ハーメルン
サムライミ版のピーターに憑依した男っ!!
第十八話



「タイムズスクエアフェスティバルにお越しいただき、ありがとうございます!本日のメインイベントが始まりますので、皆さんどうぞお楽しみください!」

その日のタイムズスクエアは年に一度のフェスティバルで賑わっていた。大通りは歩行者天国となっていて、印象的なタイムズスクエアのスクランブル交差点には特設ステージが設けられており、歌手が歌声を披露する中、多くの人々が出店やフェスティバルの空気感を楽しんでいた。


「これは長官、ご足労いただきありがとうございます」


そんなフェスティバルを見下ろせるビルのバルコニーでは、フェスティバルの主催者や来賓として招待された著名人や政界の人間が立食形式のパーティーを楽しんでいる。

笑顔で挨拶をする傍ら、腹の探り合いをしている政界の人間を横目に、オズコープの役員たちを引き連れたストローム将軍は、政府の国防長官と握手を交わした。

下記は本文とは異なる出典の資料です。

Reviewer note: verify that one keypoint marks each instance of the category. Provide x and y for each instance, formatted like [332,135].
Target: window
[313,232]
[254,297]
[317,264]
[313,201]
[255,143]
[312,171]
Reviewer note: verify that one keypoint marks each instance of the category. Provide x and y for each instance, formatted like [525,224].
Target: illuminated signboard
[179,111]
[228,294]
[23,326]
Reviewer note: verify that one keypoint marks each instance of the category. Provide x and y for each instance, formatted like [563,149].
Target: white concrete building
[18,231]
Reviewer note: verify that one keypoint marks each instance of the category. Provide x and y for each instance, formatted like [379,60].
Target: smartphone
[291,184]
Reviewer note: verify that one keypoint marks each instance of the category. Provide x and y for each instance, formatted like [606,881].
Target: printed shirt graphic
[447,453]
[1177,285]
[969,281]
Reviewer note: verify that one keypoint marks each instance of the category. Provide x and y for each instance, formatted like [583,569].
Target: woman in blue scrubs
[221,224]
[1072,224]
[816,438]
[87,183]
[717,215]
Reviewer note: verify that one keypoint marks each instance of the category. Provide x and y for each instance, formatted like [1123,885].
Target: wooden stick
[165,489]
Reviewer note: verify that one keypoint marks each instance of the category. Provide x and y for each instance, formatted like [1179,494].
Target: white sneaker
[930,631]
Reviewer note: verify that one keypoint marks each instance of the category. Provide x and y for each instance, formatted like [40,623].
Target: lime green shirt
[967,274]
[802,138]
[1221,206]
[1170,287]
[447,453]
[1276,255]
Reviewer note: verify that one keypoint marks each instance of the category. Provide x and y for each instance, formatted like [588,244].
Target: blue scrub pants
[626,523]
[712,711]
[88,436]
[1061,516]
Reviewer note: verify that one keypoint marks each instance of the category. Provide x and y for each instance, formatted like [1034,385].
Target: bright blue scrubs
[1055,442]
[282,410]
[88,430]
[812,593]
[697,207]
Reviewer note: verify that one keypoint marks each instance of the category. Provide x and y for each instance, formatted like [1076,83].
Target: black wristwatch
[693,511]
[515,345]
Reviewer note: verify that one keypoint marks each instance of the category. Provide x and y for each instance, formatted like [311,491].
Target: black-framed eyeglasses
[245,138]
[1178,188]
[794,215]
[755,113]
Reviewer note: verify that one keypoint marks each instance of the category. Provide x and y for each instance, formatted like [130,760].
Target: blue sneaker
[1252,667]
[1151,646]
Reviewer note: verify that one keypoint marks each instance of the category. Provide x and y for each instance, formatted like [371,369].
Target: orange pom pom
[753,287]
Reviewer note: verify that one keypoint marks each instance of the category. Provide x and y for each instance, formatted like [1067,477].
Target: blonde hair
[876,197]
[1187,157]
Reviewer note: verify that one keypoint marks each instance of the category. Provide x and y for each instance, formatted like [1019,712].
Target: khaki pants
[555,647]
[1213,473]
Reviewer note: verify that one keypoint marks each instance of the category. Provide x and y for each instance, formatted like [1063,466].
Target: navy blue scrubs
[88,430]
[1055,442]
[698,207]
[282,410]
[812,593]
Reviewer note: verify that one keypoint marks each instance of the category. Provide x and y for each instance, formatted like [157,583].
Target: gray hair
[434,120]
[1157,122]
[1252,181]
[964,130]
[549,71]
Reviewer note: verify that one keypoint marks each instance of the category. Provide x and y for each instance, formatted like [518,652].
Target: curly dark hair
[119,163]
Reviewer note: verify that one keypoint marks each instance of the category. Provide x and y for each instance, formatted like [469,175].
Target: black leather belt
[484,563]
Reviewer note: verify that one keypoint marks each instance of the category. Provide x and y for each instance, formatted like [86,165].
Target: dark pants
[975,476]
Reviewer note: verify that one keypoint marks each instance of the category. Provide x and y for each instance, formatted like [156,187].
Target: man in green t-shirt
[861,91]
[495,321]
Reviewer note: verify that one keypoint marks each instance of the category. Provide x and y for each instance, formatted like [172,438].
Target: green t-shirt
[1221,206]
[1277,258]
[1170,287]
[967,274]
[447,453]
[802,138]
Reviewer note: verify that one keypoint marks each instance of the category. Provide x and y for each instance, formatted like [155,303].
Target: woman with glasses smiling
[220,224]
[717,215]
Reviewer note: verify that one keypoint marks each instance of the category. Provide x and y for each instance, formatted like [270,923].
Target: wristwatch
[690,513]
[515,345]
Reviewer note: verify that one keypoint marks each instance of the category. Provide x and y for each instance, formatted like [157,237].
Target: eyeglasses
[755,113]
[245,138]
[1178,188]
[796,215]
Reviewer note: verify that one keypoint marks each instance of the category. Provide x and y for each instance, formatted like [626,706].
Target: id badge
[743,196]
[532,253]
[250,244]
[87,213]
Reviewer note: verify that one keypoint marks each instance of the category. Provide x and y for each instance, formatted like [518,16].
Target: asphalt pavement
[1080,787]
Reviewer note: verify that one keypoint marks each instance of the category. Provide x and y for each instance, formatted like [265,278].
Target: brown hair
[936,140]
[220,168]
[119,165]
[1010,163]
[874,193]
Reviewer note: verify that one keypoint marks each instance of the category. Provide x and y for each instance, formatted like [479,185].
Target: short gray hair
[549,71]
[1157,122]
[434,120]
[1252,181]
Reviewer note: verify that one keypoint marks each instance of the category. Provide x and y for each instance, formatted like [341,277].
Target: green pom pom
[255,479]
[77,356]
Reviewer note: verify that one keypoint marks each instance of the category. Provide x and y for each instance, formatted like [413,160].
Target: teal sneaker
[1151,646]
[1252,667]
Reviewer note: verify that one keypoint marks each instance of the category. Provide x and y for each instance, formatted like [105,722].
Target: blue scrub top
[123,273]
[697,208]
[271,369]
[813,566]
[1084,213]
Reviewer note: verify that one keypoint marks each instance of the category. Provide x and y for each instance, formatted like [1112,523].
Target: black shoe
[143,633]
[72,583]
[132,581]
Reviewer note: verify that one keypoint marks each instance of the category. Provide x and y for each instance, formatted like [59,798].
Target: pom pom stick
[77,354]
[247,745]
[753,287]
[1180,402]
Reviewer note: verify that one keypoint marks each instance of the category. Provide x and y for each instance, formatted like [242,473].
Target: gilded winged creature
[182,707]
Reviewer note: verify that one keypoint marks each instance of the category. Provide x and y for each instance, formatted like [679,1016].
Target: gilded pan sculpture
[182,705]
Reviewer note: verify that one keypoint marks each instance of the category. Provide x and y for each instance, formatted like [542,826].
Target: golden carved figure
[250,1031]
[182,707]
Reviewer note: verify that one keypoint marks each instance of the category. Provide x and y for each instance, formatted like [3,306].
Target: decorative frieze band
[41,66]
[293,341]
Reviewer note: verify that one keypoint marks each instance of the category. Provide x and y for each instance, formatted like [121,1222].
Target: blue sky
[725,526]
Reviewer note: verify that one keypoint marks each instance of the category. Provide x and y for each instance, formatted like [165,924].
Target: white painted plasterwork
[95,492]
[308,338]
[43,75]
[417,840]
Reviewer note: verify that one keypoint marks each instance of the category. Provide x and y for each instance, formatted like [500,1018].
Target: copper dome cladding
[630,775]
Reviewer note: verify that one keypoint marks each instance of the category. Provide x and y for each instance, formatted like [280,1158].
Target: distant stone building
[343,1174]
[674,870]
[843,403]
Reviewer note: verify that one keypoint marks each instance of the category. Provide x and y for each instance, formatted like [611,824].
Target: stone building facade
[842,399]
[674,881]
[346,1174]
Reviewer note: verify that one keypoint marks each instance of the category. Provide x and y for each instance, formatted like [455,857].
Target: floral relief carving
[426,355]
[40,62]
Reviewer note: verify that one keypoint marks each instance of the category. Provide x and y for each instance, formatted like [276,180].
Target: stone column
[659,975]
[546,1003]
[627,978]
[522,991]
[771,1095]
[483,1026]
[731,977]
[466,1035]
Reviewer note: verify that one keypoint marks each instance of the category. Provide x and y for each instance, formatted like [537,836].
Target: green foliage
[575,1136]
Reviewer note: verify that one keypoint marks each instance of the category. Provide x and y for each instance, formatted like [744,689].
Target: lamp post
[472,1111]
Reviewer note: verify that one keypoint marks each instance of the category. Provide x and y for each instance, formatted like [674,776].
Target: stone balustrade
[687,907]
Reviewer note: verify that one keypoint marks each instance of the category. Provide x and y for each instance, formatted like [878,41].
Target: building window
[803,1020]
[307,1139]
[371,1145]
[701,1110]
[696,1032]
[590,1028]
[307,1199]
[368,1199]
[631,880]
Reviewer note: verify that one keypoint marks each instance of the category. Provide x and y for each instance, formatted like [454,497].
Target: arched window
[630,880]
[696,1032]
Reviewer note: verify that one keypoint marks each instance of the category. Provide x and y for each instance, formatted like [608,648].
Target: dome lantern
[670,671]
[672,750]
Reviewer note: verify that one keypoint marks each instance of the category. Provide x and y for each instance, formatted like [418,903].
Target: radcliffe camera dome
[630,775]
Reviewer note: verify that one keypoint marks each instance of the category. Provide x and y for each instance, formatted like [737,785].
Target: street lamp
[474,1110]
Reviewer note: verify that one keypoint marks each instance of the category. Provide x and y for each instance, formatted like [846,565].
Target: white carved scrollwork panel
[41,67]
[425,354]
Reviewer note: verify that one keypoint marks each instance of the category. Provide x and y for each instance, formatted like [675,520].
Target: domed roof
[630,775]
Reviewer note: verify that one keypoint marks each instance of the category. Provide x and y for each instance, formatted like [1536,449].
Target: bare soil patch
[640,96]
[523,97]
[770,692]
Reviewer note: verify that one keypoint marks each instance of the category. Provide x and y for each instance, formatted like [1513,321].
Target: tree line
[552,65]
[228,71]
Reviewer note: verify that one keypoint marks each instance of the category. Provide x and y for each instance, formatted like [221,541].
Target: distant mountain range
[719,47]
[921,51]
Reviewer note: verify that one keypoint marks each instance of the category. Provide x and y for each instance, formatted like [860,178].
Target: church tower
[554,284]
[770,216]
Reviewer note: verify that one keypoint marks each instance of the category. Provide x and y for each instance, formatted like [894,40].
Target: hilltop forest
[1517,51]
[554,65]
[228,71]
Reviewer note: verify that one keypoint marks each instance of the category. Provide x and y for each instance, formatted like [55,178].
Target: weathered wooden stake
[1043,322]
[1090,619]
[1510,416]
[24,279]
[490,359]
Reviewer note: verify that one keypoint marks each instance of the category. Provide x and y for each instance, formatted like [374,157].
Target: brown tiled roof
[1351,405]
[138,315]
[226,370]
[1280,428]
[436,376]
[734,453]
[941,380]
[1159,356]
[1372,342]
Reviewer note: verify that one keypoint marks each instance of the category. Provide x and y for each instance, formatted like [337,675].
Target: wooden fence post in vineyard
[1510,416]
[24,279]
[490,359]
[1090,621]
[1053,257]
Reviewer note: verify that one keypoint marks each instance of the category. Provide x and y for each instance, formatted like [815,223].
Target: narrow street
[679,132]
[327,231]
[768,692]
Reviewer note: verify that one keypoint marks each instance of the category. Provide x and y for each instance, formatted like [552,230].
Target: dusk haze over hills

「将軍、あなたの働きはペンタゴンまで聞き及んでおりますよ。プロジェクト・ウルトロン、兵士を傷つけないでアメリカ合衆国の威厳を示す素晴らしい武器だ」


彼は将軍を押し立て、彼が主導したウルトロン・プロジェクトへの出資を決定した人物でもある。握手をしたままそう言葉を交わし、そのまま肩越しに顔を近づけて小さくつぶやく。


「ハイル、ヒドラ」


それだけで彼がどう言う人間なのかは把握できるだろう。ストローム将軍が自律AIを手に入れ、それがゾラ博士によって「ウルトロン」へと改造され、さまざまなプロジェクトが動き始めたのだ。全ては彼らの持つ一つの野望。世界をアメリカ政府ではなく、ヒドラが管理する完全なる秩序が保たれた世界に変えることだ。


「ありがとうございます、長官。では来賓席へ」


来賓席へと案内を任せ、ストローム将軍はその場にいるオズコープの役員たちを見渡す。なにも彼らをただここに連れてきたわけではない。将軍がバルコニーから見下ろすと、そこには数十のアーマーが佇んでいた。


「将軍、準備は滞りなく」


そう報告する役員に、よしとストローム将軍は頷いた。あのアーマーは無人だ。中はぎっしりと機械が詰まっており、受けた指令を忠実に実行する戦闘マシーンである。その司令権限を持つのは、ゾラとストローム将軍で作り上げたウルトロンであった。


「なんだあれ?」


ふと、フェスティバルに来ていた参加者が空から何かがこちらに向かってくるのを見た。その影は最初は小さく、鳥か何かだと思ったが、徐々に近づくに連れて、飛んでくるものが人型で、飛行物体に乗っているのがわかってきた。


「イベントの出し物か?」


あながち間違いではない。だが、こんな予定ではなかったとストローム将軍は思っていた。たしかにウルトロンが操る指揮官型のアーマーがここにたどり着く予定であったが、近づきてきたソレの姿はストローム将軍が見た指揮官用のものとは明らかに異なるフォルムをしていたのだ。

グライダーに乗ったアーマーは著名人がいるビルのバルコニー付近まで飛んで、そこで器用にホバリングして停止した。


《ストローム将軍、君には世話になったよ》


その声にはどこか聞き覚えがあった。電子的なノイズが混ざっているものの、ねっとりと纏わりつくような声色と口調は間違いなかった。